Edson grew up on a farm and lived there through his undergraduate education at Rutgers University. His upbringing, first filled with pets like dogs and ducks and then with livestock like dairy goats, shaped his love for animals. While he initially focused his practice on large animals such as horses, cows, and goats, it eventually shifted to include and then be dominated by smaller household pets. His patients now are a mix, with 85% of his visits going to cats and dogs and 15% to large animals.

His love for animals continues in his personal life. On the farm where he lives—right next to the one he where he grew up, and down the street from where he grows acres of hay—he’s got “a little bit of everything,” including Boris, his rescue camel.

Fitting his goal to make students marketable, Rowan School of Veterinary Medicine will have a hybrid experiential learning model. An on-site veterinary teaching hospital will offer services to pets in South Jersey and equip students for life after graduation. They will also gain experience at external clinical sites, where they’ll work side-by-side with faculty and practicing veterinarians.

Once they’re educated, their services will be necessary: Approximately 75 million pets in the U.S. may not have access to necessary veterinary care by 2030, in part due to a shortage of veterinarians, according to a September 2020 Banfield Pet Hospital report. Preliminary data from the New Jersey Veterinary Medical Association’s ongoing business survey showed last June that nearly half (47.5%) of respondents said they need to hire more full-time veterinarians, nearly one-third (32%) said they need to hire more part-time veterinarians, and 58% say they needed to hire more full-time technicians.

The oft-reported pandemic pet boom brought animals into 12.6 million more American households between March 2020 and January 2021, according to a COVID-19 Pulse Study by the American Pet Products Association.

In the prior year, the USDA reported that more than 500 U.S. counties were already underserved by veterinarians.

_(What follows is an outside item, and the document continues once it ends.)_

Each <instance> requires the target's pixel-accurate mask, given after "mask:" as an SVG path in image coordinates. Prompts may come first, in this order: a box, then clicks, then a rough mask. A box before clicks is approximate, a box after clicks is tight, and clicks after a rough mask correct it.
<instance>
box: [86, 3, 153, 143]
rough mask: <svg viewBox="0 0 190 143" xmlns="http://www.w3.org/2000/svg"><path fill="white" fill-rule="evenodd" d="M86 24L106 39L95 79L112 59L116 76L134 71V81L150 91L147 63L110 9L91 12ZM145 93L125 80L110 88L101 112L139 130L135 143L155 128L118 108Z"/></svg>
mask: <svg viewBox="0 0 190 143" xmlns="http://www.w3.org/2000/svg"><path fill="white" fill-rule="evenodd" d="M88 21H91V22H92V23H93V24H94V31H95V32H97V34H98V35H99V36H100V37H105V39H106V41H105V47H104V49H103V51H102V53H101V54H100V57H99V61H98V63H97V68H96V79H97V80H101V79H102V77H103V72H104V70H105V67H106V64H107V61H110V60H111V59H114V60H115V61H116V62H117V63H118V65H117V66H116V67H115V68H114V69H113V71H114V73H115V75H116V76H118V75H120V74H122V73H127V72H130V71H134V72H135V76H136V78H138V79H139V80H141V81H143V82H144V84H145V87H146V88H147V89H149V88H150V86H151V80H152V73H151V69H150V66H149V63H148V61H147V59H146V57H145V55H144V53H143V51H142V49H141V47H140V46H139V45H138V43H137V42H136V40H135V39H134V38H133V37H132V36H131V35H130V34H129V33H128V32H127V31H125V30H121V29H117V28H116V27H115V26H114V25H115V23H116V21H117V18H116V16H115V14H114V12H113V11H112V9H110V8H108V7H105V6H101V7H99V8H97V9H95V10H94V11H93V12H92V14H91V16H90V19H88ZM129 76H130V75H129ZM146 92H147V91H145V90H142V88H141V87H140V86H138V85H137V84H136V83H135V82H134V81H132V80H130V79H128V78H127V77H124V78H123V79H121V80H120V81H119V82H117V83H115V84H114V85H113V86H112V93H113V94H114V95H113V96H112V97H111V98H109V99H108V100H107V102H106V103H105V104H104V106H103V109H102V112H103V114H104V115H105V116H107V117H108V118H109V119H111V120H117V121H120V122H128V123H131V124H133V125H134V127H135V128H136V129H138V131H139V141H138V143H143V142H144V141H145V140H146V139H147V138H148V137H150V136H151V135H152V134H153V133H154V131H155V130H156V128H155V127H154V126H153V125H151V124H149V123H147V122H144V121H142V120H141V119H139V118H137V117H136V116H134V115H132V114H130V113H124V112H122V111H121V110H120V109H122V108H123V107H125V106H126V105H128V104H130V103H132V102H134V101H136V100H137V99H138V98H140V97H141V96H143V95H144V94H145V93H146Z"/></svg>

Those shortages were in mostly rural areas in 44 states. The pandemic didn’t cause the shortage of veterinarians, but it certainly didn’t help.

The situation according to Edson, the immediate past president of the New Jersey Veterinary Medical Association, is that most practices need help—much like employers in other sectors.

“[Veterinary offices] are certainly looking for vets and techs and support staff. They’re busy; and sometimes that leads to staff members getting burnt out. That leads to some leaving the field, and then we lose those people from the pool.

“The other part is since general practices are so busy, [pet owners] are heading to the emergency rooms for things they wouldn’t go there for before, like an ear infection. So some of the referral centers are paying people a lot of money to do relief shifts, so [veterinarians] might decide it’s more financially [lucrative] to just bounce around and do relief shifts,” Edson explained.

Given the cost of veterinary school, you can’t blame them. At Cornell University in Ithaca, N.Y., tuition for a four-year DVM costs $217,332 for non-residents. By comparison, in-state students pay $146,102. At Edson’s alma mater Kansas State University, today’s out-of-state students pay $206,043 for the same education that in-staters pay just $91,184.

The financial burden adds to the appeal of a veterinary school right in New Jersey.

“I was a New Jersey guy who wanted to go to an New Jersey vet school and I couldn’t. I had a great time in Kansas, but I had to pay out of state tuition. I’m hoping to give New Jersey students a chance to avoid that amount of [student debt],” Edson said.

In addition, if students go to school in New Jersey, the hope is that they might stick around and practice here.

“These people could be kept in New Jersey after graduation, too, because they may stay where they went to school otherwise,” he said.